Matrix metalloproteinase-9-chloramphenicol acetyltransferase (MMP-9-CAT) containing a nuclear factor-kappa B (NF-κB) binding site in the sequence of MMP-9 promoter was generously provided by Dr. Douglas Boyd (MD Anderson Cancer Center, Houston, TX). The MMP-9-CAT or empty vector was transiently cotransfected with CMV-β-galactosidase into PC3 cells using the LipofectAMINE method (Invitrogen). After incubation for 5 hours, the transfected cells were washed and incubated overnight with RPMI 1640 media (Invitrogen) supplemented with 10% fetal bovine serum followed by treatment with genistein for 36 hours. Subsequently, the CAT activities in the samples were measured by using CAT ELISA system (Roche, Palo Alto, CA) and β-Galactosidase Enzyme Assay System (Promega, Madison, WI) in an ULTRA Multifunctional Microplate Reader (TECAN).
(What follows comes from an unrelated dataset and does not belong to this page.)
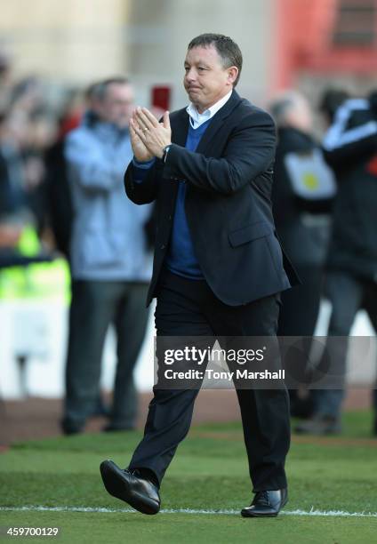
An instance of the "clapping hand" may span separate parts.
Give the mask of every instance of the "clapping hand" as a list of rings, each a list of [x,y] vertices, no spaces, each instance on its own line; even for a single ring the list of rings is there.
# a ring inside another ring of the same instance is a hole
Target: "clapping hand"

Immunohistochemical Staining for MMP-9

Freshly harvested tumors grown in the implanted bones were fixed in 10% buffered formalin, decalcified, embedded, and sectioned. The paraffin sections of tumor were deparaffinized, then rehydrated through a graded alcohol series. Slides were placed in 10 mM citrate buffer (pH 6.0) and boiled by microwave heating for 3 minutes. Nonspecific sites were blocked by incubation with Superbloc (ScyTek, Logan, UT). Sections were incubated with anti-MMP-9 (5 µg/ml in a mixture of PBS and 2% bovine serum albumin; Calbiochem, La Jolla, CA) monoclonal antibodies for 45 minutes at room temperature. Control slides received no primary antibody. Sections were then incubated with rabbit anti-mouse immunoglobulin G (1:40 dilution), followed by alkaline phosphatase/anti-alkaline phosphatase monoclonal antibody (APAAP) (1:40 dilution). Positive immunoreactive sites were visualized with the Sigma Fast Red (Sigma) substrate. Sections were briefly counterstained with hematoxylin and mounted in aqueous medium.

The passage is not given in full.